BBC | 6 March 2019
US ambassador defends farming record on chicken and beef
Washington’s ambassador to the UK has defended the US’s approach to food hygiene and farming.
Criticism of US food standards was "designed to reduce not increase trade", Woody Johnson told the BBC.
US beef and chicken producers use processes not permitted in the EU, including rinsing chicken carcasses with chlorine.
But Mr Johnson said the UK should accept American meat as part of a post-Brexit trade deal.
"To get a robust trade arrangement, that lifts all boats, it has to include farming and farm products," he said.
Whether the UK should allow imports of US-produced beef and chicken after it leaves the EU is among the most contentious trade questions.
He said Americans believed their food was "cost-effective and humane" and would have taken legal action if they felt there was anything wrong with the safety of their food.
"If I had my choice between chicken that was safe and clean and didn’t have campylobacter material and poisons on it... I would take the one that had been cleaned sufficiently," he said.
Does the US have less food poisoning?
The ambassador defended the practice of treating meat with chlorinated water, telling the BBC that in the US, "we have the lowest levels of food poisoning".
But that’s not what the US figures say. The most common bacteria in chicken that cause food poisoning are campylobacter and salmonella. According to the US Centers for Disease Control, there are 1.3 million illnesses from campylobacter and 1.2 million illnesses from salmonella a year. That means about four in every thousand people get sick.

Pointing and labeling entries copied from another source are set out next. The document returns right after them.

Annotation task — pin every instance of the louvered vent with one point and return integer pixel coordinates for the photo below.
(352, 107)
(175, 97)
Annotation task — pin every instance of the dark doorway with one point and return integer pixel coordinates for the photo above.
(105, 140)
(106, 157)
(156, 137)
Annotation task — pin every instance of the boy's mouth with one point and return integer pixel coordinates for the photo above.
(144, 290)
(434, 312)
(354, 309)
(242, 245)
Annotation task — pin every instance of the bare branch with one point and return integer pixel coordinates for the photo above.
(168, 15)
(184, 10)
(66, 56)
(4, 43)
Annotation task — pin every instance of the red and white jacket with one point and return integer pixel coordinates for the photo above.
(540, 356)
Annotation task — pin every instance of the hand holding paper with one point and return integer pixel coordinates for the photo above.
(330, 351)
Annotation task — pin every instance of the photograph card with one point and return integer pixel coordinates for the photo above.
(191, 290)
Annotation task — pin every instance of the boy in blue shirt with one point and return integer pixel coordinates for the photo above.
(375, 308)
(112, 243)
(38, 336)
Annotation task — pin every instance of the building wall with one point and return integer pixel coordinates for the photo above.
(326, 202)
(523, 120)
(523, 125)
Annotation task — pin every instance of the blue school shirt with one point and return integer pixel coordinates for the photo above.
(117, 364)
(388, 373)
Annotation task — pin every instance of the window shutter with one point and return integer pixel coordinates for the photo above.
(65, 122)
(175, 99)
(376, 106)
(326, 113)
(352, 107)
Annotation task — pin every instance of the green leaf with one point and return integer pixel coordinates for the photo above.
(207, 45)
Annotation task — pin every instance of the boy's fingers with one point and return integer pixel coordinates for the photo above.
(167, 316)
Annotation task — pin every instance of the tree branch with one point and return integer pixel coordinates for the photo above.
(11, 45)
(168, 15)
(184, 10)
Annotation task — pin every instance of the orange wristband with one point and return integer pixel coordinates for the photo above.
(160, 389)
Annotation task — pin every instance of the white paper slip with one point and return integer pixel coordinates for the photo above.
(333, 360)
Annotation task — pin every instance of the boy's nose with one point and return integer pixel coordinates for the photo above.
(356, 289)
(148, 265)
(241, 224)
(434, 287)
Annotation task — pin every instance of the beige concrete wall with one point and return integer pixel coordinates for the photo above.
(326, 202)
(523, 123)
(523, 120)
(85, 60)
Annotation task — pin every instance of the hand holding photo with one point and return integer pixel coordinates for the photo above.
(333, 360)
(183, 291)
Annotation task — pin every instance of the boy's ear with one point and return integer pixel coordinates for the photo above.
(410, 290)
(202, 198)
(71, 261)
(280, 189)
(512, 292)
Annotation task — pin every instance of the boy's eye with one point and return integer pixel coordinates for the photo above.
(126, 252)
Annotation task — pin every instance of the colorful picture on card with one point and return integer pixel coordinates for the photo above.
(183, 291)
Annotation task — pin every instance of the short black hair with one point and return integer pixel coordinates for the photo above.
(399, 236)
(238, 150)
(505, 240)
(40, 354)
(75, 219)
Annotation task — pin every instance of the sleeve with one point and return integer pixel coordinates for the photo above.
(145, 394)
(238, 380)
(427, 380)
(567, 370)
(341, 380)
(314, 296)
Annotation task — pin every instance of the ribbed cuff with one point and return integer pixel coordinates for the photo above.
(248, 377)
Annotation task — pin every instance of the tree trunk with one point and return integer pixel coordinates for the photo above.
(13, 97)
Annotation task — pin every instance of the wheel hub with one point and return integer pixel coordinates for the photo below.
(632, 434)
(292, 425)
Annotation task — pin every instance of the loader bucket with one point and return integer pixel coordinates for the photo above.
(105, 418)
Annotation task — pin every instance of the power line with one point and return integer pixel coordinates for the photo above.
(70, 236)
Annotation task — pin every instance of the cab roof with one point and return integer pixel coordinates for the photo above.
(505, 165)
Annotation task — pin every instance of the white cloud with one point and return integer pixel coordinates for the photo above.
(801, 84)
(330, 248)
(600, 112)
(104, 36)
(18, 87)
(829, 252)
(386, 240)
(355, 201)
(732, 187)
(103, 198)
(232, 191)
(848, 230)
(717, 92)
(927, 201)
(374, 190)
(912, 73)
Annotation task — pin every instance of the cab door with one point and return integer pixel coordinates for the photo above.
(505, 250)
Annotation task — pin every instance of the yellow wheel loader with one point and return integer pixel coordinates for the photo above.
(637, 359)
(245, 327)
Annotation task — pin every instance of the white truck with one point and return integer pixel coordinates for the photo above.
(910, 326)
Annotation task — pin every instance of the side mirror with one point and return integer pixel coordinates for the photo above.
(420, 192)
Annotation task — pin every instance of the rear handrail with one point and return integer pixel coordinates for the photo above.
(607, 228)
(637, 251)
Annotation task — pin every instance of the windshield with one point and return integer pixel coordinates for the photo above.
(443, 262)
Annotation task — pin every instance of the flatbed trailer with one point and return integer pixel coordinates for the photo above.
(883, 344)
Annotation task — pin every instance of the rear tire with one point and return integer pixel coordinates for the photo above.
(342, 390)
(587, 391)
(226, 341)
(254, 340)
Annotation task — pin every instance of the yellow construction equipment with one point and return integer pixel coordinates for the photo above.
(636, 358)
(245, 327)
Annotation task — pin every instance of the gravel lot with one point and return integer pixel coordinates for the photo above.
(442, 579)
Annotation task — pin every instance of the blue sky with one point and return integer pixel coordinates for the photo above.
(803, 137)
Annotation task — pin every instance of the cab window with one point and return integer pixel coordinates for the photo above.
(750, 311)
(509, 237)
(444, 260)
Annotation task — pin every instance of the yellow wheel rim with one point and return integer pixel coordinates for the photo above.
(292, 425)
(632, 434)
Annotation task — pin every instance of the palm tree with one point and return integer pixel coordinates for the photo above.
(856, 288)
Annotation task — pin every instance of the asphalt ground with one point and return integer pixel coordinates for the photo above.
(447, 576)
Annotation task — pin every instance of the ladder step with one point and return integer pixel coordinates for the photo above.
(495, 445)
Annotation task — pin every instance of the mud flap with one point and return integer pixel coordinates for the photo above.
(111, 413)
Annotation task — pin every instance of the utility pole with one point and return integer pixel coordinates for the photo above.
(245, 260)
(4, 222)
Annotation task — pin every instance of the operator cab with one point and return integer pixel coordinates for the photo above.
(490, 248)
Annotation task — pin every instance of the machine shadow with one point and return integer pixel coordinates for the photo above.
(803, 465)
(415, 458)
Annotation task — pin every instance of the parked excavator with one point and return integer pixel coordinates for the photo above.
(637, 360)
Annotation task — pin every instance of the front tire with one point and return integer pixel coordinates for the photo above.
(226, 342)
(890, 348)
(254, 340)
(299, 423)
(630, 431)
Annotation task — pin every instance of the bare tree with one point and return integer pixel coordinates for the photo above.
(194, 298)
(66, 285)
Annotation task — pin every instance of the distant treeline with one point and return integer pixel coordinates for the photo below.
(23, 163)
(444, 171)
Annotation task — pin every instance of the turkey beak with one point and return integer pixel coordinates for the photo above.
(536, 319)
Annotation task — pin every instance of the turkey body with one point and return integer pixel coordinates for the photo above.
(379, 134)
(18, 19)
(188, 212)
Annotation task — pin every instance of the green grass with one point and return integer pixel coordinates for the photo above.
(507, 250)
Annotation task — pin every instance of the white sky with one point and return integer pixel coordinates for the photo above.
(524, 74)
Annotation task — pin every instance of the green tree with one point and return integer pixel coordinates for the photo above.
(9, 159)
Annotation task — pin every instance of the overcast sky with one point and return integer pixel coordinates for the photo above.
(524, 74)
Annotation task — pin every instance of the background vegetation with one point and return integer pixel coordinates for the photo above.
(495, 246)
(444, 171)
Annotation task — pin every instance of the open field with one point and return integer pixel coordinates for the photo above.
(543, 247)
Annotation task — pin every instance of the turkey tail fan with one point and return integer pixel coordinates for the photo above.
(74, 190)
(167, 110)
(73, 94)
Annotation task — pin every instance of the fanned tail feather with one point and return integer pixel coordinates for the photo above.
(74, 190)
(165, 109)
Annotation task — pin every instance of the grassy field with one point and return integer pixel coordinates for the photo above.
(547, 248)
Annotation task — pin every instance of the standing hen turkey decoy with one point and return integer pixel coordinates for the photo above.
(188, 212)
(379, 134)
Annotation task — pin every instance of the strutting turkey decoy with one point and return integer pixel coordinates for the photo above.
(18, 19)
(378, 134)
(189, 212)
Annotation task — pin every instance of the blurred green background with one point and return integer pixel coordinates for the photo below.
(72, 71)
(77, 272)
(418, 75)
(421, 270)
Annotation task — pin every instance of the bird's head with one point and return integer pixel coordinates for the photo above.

In 2017 Public Health England, which pulls together data from across the UK, recorded 63,946 confirmed cases of infection from campylobacter and 10,089 infections from salmonella. That’s one in a thousand and 0.2 in a thousand people respectively.
So the US has four times as many confirmed cases of campylobacter per thousand people as the UK - and twenty times as many cases of salmonella. About 450 people die of salmonella a year in the US, whereas in the UK deaths are very rare.
UK farmer organisations have argued that while US production methods are safe, animal welfare and environmental standards are lower than in the UK.
Mr Johnson rejected that. "American farmers care about their land and their animals as much as they do here. A lot of these statements are designed, perhaps by the EU, to create barriers to US farm products," he said.
He said 90% of American farms were owned by families and cited his own mother, who he said continued to drive a tractor on the family’s organic farm into her 90s.
He added that he had confidence that whatever the outcome of Brexit, the "special relationship" between the US and the UK would continue. "Our relationship is more important than ever," he said.